Intended. She’d intended to break the curse. Because they were dead. He couldn’t bear to remind her that she’d failed.
“I’ve been pooling power in this forest.” She took an unsteady breath, and there were tears on her cheeks. “The curse was going to end with me. I was going to use all the power I’d amassed, and my own death, to break it. I was going to save my sisters, my
younger cousins.”
Harris stared at her, aghast at what she’d said. No wonder she’d been so desperate for his help. “And if the blight killed the plants, you wouldn’t be able to keep holding the power.”
Nimue nodded. “I tried a dozen things over the years. This is what worked.”
“Why cannabis?” he asked. “I mean, why use that?”
Trajan snorted. He now seemed unmoved by her story, but Harris has seen the emotion in his eyes earlier. “Don’t you know? The Mahkah coven owns half the pot dispensaries in California. The instant it became legal they opened a hundred shops. They’re one of the richest covens in Salachar.”

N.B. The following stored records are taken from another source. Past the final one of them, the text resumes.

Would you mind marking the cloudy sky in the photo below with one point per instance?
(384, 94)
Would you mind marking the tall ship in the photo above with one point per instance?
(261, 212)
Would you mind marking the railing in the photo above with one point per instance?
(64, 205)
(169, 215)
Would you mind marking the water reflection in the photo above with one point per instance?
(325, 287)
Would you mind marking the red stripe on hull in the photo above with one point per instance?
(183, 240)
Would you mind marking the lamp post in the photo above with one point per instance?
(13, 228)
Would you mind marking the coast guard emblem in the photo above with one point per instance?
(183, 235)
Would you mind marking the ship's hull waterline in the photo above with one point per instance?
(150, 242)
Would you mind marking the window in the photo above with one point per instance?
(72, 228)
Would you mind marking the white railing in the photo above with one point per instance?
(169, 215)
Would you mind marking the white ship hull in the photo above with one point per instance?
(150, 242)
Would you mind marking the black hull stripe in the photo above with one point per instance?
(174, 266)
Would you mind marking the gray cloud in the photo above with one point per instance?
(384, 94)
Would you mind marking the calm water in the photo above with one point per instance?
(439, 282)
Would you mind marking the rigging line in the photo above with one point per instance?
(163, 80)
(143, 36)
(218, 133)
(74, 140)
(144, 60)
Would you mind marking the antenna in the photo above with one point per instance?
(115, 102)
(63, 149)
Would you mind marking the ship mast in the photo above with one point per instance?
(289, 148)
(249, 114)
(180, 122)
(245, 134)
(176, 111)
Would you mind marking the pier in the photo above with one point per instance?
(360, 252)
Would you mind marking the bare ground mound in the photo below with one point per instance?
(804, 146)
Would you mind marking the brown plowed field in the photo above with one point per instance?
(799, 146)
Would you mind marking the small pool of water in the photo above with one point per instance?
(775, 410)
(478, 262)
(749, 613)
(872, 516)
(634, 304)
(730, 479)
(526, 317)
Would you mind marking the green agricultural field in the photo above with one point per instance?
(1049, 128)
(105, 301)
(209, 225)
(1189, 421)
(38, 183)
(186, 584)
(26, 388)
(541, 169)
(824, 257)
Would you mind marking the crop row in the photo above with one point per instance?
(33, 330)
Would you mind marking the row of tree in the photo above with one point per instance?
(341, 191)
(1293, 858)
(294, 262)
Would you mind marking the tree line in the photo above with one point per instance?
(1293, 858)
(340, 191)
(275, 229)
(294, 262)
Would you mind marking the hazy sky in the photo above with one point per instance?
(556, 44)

Harris blinked at her. “You’re a drug dealer?”
The tears dried up and she cleared her throat in a prim manner. “Excuse me, I provide top-quality natural, organic cannabis for both recreational and medicinal use. My biggest customers are the elderly.”
“Cursed drug-dealing witch.” Harris wanted to scrub his hands over his face. “Right.”
Trajan stared to laugh. The sound was low and rich and had that startled quality to it, the sound of someone who had been surprised into laughing.
Nimue’s lips twitched. “Well, that wasn’t exactly how I’d put it. More like cursed, drug-lord witch.”
He was dead, stuck in some weird hell with the woman who’d kidnapped him and the man who’d been sent to save him. Harris started to laugh too.
Nimue looked at each of them in turn, then shook her head. “Men.”
That set Harris and Trajan off on fresh gales of laughter. It was taking on a slightly hysterical edge, and Harris threw his head back, gasping for air between peals of laughter.
The verdant dome above them sprang apart, each tree snapping up so the trunk was no longer arched, but straight as a ruler. Sunlight, so bright and white that Harris closed his eyes, bathed them in heat. He bent his whole upper body forward in reaction to the sudden light, and as he did he managed to drag Nimue and Trajan down with him.
“Let go.” Trajan’s tone was sharp, and he started tugging at Harris’s forearm.